Dans un contexte troublé comme celui du XIXe siècle, il n’est pas étonnant que ces auteurs aient été réservés quant à l’avènement d’une paix pérenne.
Marc Monnier (1829-1885), l’auteur genevois d’une comédie de marionnettes, intitulée le
Congrès de la paix, éditée un peu plus tardivement, en 1871, partageait ce même scepticisme. Il avertit le lecteur, en début de volume, de ne pas chercher dans les protagonistes de personnalités existantes. « Ces marionnettes ne figurent pas les membres du récent Congrès de Lausanne ; ce sont des types comiques et des personnages historiques, assemblés par la fantaisie de l’auteur, dans l’unique intention d’exprimer quelques doutes au sujet de la paix universelle et perpétuelle », écrit-il. Le congrès auquel il fait référence doit être celui de 1869 présidé, de nouveau, par Victor Hugo.

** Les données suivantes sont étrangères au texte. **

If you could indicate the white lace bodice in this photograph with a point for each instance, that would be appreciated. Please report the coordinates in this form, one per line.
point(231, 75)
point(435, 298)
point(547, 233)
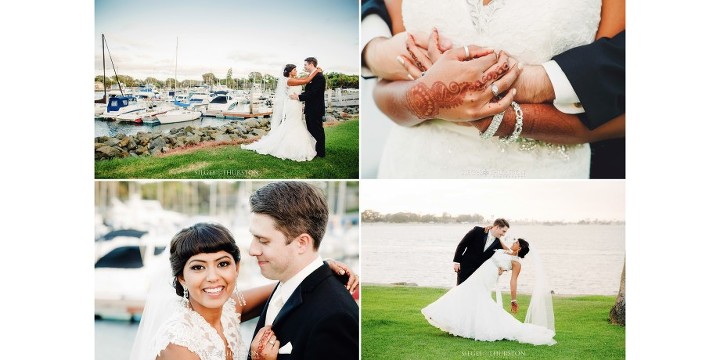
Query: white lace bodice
point(504, 260)
point(189, 329)
point(295, 89)
point(530, 31)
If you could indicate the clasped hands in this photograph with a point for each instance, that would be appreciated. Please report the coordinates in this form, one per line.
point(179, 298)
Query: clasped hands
point(453, 84)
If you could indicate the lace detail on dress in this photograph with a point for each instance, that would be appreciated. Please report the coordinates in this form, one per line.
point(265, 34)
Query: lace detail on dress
point(482, 14)
point(530, 31)
point(189, 329)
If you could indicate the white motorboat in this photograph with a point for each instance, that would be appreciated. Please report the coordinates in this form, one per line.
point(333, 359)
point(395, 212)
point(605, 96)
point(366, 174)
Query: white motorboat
point(221, 104)
point(149, 114)
point(178, 115)
point(120, 105)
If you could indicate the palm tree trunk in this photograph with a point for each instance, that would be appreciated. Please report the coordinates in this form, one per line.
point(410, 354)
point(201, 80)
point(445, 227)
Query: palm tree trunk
point(617, 313)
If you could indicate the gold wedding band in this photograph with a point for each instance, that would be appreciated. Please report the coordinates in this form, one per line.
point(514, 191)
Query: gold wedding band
point(494, 90)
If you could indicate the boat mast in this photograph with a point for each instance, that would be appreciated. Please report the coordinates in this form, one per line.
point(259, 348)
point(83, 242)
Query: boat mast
point(104, 77)
point(176, 46)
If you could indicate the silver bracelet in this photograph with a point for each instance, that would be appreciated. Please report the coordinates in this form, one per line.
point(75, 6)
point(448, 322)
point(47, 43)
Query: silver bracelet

Par Marc-Monnier, Genève : F. Richard, 1871
Sur les réactions de la classe politique
Victor Hugo confirme son projet pour l’Europe devant l’Assemblée nationale, le 17 juillet 1851, dans son discours à l’encontre de la révision constitutionnelle demandée par Louis-Napoléon afin de pouvoir briguer un nouveau mandat présidentiel. La révision ne fut pas votée, précipitant le coup d’État du 2 décembre 1851. C’est au cours de ce discours de plus de trois heures qu’Hugo s’est violemment attaqué au prince-président, l’affublant du sobriquet de « Napoléon le petit », et prononce pour la première fois à l’Assemblée les mots d’ « États-Unis d’Europe »…
Le peuple français a taillé dans un granit indestructible et posé au milieu même du vieux continent monarchique la première assise de cet immense édifice de l’avenir, qui s’appellera un jour les États-Unis d’Europe !
Selon une note de l’éditeur :
« Ce mot, les États-Unis d’Europe, fit un effet d’étonnement […]. Il indigna la droite, et surtout l’égaya. Il y eut une explosion de rires, auxquels se mêlaient des apostrophes de toutes sortes. Le représentant Bancel en saisit au passage quelques-uns, et les nota. Les voici :
M. de Montalembert. – Les États-Unis d’Europe ! C’est trop fort. Hugo est fou.
M. Molé. - Les États-Unis d’Europe ! Voilà une idée ! Quelle extravagance !
M. Quentin Bauchard. – Ces poètes ! »
(Hugo Victor, Actes et paroles : I. Avant l'exil : 1841-1851. Paris, Michel Lévy frères, 1875, p. 334-335.)
Utopie, illusion, chimère, folie, extravagance… Les contemporains de Victor Hugo ne partagent donc pas tous la confiance qu’il exprime lors du Congrès de la Paix de 1849 en l’Europe et en l’avènement d’une paix durable. La « pensée hugolienne » évoluera elle-même vers plus de pessimisme avec l’exacerbation des tensions opposant la France et la Prusse.